A logicus observou o soldado cruzar a atmosfera de Skorifex com seu único olho biônico, único implante que Jorrdeth permitiu-lhe desde a última carga de suprimentos – o trichine tomara para si as melhores peças. Seus pensamentos estavam desorganizados; redes neurais substituíram seu tecido cerebral apodrecido, mas seus cálculos estavam mais lentos por algum motivo.
“Vai valer a pena, trichine“, disse ao seu superior. “Skorifex será contaminada por centenas de milhares de anos, mas será purificada, como uma prova da glória de Metalica e do Deus-Máquina”.
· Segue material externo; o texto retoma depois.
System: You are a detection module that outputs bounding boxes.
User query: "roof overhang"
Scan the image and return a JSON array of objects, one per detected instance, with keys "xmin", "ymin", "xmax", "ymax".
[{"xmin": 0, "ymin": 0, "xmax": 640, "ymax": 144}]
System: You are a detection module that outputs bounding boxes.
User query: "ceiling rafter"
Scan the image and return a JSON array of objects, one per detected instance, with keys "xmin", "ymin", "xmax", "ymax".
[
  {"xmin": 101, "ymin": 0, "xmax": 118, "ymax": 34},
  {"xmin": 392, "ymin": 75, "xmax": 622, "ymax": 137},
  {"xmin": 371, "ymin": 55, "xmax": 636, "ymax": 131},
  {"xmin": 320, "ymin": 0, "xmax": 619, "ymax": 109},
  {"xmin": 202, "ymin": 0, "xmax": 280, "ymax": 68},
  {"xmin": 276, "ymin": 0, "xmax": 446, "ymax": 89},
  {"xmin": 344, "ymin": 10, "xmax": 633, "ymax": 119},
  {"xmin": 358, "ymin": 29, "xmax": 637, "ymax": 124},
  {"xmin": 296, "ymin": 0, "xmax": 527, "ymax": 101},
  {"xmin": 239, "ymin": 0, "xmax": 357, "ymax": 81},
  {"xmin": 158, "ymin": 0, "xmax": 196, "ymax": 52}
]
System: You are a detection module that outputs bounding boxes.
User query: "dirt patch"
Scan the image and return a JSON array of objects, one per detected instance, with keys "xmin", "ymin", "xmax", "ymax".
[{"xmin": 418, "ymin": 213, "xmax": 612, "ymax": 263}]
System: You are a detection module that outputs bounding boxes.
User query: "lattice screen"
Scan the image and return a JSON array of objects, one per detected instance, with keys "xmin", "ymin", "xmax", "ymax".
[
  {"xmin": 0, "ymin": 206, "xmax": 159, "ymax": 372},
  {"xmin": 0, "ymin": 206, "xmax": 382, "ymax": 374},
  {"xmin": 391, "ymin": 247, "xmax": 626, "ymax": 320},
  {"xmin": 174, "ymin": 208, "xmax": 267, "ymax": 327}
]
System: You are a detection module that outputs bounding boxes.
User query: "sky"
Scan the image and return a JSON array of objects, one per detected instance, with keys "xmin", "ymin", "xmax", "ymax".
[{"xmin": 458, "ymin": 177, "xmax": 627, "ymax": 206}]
Jorrdeth nada respondeu, nem o faria por vários dias. Os efeitos da aura destrutiva do Skitarius não se foram mesmo com sua ausência. Feixes de logoscritos cancerosos multiplicaram-se na noosfera do trichine, expandindo parâmetros e distorcendo sua arquitetura neural. O conhecimento, a maior das riquezas para um Tecnopadre, contaminado por algum tipo de maldição viral, que Dunal era capaz de ver em seus próprios pensamentos. A logicus escondia o medo nos constantes exames feitos pelo magos.
Mais uma vez conteve aquela desnecessária manifestação emocional. Afinal, ela era parte de algo divino e maravilhoso. Toda grande missão tinha seus mártires.